President Obama and federal lawmakers are still debating how to tackle the nation's debt crisis.  So if Congress fails to lift the debt ceiling by the August 2 deadline, how does that impact you?

"Not increasing the debt ceiling and certainly allowing a default on the debt would have very real consequences for average Americans," said Federal Reserve Chairman Ben Bernanke.

Those consequences could be wide-ranging.  The stock market would likely go into a tail-spin, affecting the money you invest, including retirement accounts.

"I think you would just have a complete economic fall-out, that would really make 2008 look like a cake walk," said Dave Becker with Financial Resource Advisors.

That could make businesses nervous, keeping their budgets tight, too.

"I think you're going to have a lot of panic.  And any time you have that, you'll have the purse strings for banks, for consumers, for corporations trying to go out and do hiring and things like that, be very much tightened up.  And this is even if we allow ourselves to default for just maybe a few days," said Becker.

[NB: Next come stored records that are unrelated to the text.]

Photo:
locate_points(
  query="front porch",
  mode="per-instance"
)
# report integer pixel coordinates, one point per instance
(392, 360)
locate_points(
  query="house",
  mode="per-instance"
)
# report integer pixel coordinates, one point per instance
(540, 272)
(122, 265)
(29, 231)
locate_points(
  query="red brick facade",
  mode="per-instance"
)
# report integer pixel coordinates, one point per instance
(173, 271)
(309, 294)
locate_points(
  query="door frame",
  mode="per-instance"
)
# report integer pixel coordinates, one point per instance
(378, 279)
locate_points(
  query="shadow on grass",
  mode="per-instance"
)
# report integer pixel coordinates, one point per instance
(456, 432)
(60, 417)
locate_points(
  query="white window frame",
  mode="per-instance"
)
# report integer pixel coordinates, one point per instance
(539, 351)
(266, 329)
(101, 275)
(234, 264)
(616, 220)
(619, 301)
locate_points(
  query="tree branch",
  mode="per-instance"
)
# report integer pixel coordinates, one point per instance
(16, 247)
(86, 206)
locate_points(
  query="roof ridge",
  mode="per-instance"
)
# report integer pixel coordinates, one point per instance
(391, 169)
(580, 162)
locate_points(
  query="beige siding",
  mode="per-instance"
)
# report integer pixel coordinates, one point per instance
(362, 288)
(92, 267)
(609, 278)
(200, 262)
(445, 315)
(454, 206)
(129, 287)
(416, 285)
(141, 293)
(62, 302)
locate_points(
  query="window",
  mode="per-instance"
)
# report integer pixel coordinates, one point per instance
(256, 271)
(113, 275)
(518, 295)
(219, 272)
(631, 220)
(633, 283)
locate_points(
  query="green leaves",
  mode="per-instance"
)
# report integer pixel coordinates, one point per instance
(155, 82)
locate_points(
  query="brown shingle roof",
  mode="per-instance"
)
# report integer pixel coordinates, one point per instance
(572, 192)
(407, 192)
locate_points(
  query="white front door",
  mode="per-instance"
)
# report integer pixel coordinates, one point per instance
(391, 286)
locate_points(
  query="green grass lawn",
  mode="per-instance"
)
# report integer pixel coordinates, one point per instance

That means if you're looking for a loan to pay for college, or buy a home or new car, for example, you could be out of luck.  Over time, if the nation can't pay its bills with a higher debt ceiling in place.  It could also make it tougher for you to pay bills, as interest rates on credit cards and mortgages may also go sky-high.

"I think you'd see banks increasing rates, increasing fees and other things because again, they wouldn't know where they stand," said Becker.

And worst case scenario, if you rely on government cash to live, including anything from Social Security to military pay-- there's a chance those checks could be slow in coming or even stop until a deal is reached. 

While that all sounds pretty grim, many experts do not think Congress will allow the US to go into financial default.  One of the biggest reasons why:  they realize how severe the consequences could be both for the country and politically.  Without a debt deal, voters may be frustrated enough to vote nearly everyone out of office.